Please Keep Your Belongings with You at All Times

In case you missed it, a Firefox extension was released a couple of days ago called FireSheep. It's basically a simple, easy to use UI around a packet sniffer, allowing any user on an open wireless network to listen for authenticated HTTP requests from other users on that network, and use those to pose as them.

It uses an old technique, dating back to token ring or unswitched ethernet networks, when all packets passed through every node on the network, making it easy to grab them, but now it's a one-click install for anyone with a browser, specifically targeted at major social networking sites, and hijacking those connections seamlessly.

Firesheep Screenshot

The author, Eric Butler, says:

Websites have a responsibility to protect the people who depend on their services. They've been ignoring this responsibility for too long, and it's time for everyone to demand a more secure web. My hope is that Firesheep will help the users win.

Eric isn't wrong. If all authenticated requests on the web used SSL, it would make packet sniffing and sidejacking impossible. In that sense, he's right.

But security is hard. Finding the balance between inconvenience and security is tricky. Facebook (to use an example) could issue card readers or fingerprint scanners, but they don't, because they figure that it would annoy their customers and the cost would be too high, relative to the potential risk.

The unspoken message is that your Facebook account is both not too important, nor too easy a target to require SSL for everything.

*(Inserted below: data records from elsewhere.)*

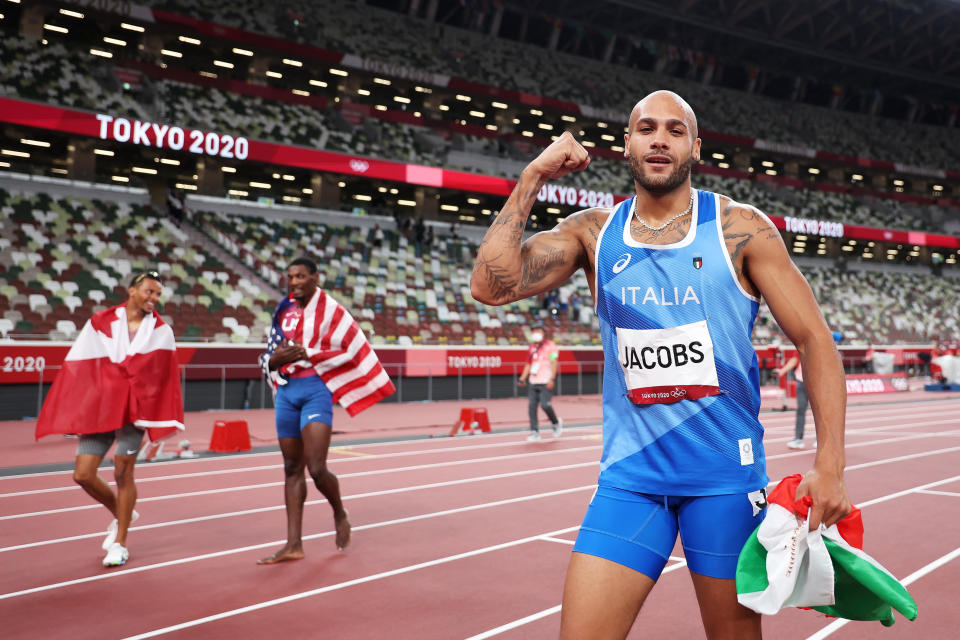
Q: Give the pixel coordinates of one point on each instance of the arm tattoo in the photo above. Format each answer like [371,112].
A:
[535,268]
[499,281]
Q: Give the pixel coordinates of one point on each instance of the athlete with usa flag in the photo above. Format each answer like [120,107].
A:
[316,355]
[677,275]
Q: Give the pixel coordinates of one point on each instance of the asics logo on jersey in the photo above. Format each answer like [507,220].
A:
[622,263]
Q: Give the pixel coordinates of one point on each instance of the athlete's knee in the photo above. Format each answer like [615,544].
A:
[84,477]
[317,469]
[292,468]
[123,473]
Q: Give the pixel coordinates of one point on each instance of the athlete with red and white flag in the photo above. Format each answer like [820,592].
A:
[316,355]
[120,378]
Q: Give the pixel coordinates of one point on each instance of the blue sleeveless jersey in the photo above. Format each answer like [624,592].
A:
[661,310]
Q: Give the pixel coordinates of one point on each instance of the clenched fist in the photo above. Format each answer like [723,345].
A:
[564,155]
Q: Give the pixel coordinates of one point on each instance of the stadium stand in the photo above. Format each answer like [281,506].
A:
[222,267]
[52,278]
[506,64]
[52,73]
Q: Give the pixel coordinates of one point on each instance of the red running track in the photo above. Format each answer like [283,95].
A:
[453,538]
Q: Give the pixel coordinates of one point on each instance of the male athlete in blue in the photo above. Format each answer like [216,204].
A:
[677,275]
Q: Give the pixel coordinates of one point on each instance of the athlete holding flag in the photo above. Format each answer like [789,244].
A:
[677,275]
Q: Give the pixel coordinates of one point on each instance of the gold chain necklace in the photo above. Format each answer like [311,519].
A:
[652,228]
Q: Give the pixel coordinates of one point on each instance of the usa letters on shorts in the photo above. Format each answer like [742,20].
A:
[668,365]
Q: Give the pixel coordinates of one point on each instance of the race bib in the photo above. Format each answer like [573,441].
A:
[668,365]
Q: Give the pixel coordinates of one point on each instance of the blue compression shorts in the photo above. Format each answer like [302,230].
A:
[639,530]
[300,401]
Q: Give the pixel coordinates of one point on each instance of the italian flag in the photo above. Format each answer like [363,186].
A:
[784,564]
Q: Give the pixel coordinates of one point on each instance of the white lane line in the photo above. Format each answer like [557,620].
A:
[468,461]
[206,492]
[355,474]
[552,610]
[952,494]
[432,485]
[513,442]
[342,585]
[313,502]
[274,543]
[881,415]
[913,577]
[861,412]
[560,540]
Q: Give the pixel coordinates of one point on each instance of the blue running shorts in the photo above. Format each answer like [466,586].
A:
[300,401]
[639,530]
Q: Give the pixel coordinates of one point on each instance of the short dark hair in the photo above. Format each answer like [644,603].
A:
[138,278]
[306,262]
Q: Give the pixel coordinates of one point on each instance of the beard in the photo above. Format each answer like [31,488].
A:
[660,184]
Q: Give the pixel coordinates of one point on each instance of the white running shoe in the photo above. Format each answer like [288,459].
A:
[112,531]
[117,555]
[558,428]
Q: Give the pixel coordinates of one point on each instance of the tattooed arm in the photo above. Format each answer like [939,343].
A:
[764,267]
[508,269]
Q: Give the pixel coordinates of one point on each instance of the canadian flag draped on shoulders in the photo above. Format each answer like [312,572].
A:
[109,380]
[337,350]
[784,564]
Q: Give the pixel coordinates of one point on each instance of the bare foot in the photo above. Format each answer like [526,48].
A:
[343,530]
[286,554]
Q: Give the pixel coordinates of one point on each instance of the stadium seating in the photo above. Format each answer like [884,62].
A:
[510,65]
[73,256]
[53,74]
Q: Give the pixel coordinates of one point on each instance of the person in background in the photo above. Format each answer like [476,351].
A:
[543,363]
[316,355]
[120,378]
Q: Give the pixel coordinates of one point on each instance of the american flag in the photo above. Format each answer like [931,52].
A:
[274,340]
[337,350]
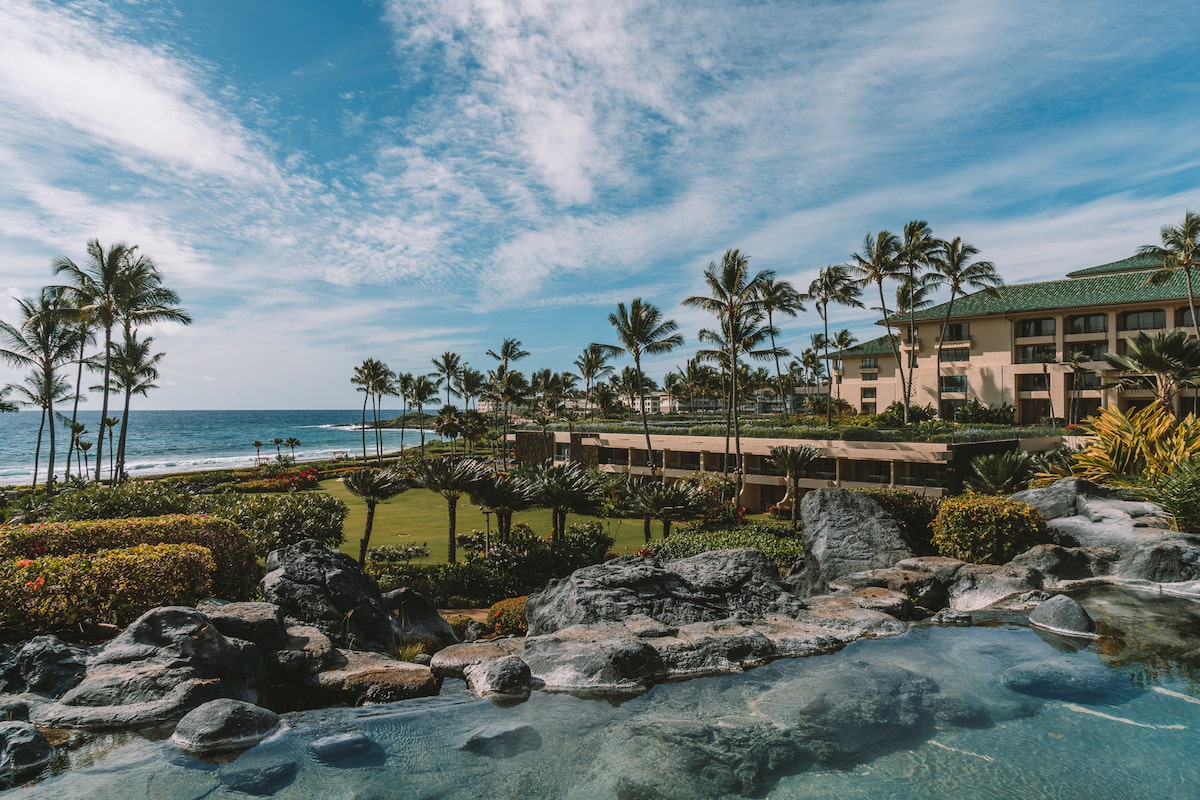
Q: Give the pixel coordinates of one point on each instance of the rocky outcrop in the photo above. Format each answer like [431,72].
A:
[223,726]
[846,533]
[329,590]
[162,666]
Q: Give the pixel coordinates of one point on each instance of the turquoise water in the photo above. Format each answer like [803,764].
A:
[179,441]
[1129,729]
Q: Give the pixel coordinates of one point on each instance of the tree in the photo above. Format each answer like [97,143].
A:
[372,486]
[1180,251]
[778,296]
[954,270]
[451,477]
[833,284]
[641,330]
[43,341]
[793,461]
[447,367]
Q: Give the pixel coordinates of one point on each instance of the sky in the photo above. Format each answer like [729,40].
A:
[324,182]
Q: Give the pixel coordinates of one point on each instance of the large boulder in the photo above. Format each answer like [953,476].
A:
[721,584]
[328,589]
[846,533]
[167,662]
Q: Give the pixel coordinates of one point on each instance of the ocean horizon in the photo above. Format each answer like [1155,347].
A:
[187,441]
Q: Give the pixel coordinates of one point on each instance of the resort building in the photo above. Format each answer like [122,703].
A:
[1014,348]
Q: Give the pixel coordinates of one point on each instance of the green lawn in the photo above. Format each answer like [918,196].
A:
[419,517]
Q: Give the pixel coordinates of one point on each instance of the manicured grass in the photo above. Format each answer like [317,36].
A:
[419,517]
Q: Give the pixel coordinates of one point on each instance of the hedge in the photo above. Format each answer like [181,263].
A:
[114,587]
[237,569]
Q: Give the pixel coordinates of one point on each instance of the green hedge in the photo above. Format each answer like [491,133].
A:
[237,576]
[985,529]
[114,587]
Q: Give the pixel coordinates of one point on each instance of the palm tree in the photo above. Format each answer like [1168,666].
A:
[833,284]
[451,477]
[45,341]
[954,269]
[1171,359]
[642,330]
[793,461]
[778,295]
[1180,251]
[373,486]
[447,367]
[733,295]
[593,366]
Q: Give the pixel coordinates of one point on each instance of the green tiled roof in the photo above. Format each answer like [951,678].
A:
[1134,263]
[875,347]
[1102,289]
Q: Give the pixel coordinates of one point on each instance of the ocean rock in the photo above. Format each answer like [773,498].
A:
[846,533]
[162,666]
[1062,614]
[223,726]
[43,665]
[328,589]
[417,621]
[709,587]
[359,678]
[24,752]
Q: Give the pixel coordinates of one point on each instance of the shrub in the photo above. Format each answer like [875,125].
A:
[237,570]
[913,512]
[985,529]
[775,542]
[508,617]
[111,587]
[276,521]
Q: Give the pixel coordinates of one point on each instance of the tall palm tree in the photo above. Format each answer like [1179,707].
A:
[373,486]
[43,341]
[833,284]
[451,477]
[955,270]
[778,296]
[880,262]
[1180,251]
[733,294]
[447,368]
[641,330]
[793,461]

Your bank considers your account to be at the other end of the scale - they use SSL, amongst other things, because it's an obvious target with a lot to lose if compromised.

But FireSheep has just changed the game. Your Facebook account is now a very easy target by any kid in your class at school. The relative easy of compromise means that it's a target, despite its relative unimportance.

(Side note: I wonder how prevalent FireSheep is at schools and universities at the moment.)

Given that this tool has received the attention it has, Facebook probably should make SSL mandatory, and I wouldn't be surprised if they did in the next couple of months (remember: it's harder than flicking a switch when you're at their scale).

Security isn't binary. Everything is insecure in some way, given enough effort.

What happens when the next tool comes out? Perhaps it pretends to be an access point of a similar name, or runs a rogue DHCP server on the same access point. It spoofs the DNS, and uses a self-certified SSL certificate (which most people will bypass) to proxy Facebook and the rest. I could probably write that in a long weekend, and have a post on Techcrunch on Monday.

And then maybe there will be some fuss, and eventually it'll die down, and maybe someone else will write another tool, using more advanced techniques (PDF).

Of course, forcing SSL doesn't add much inconvenience to users, nor is it a significant operations overhead for the services at risk, it's just that it's not the point here. The point is that making one-click tools that force the entire web to play catchup, whilst putting people at risk, just isn't a sensible way of talking about security.

There's a reason we (most of us, anyway) don't secure our houses with turret guns and dogs, and that's because most of the time, a lock and key is good enough. We want just enough security to feel safe at night, and not to cause us too much hassle.

And that's why this tool makes me sad. Because it's a symbol of an arms race - a fight to the death over unimportant things, when really, I'd rather not have to remember to lock my windows at night.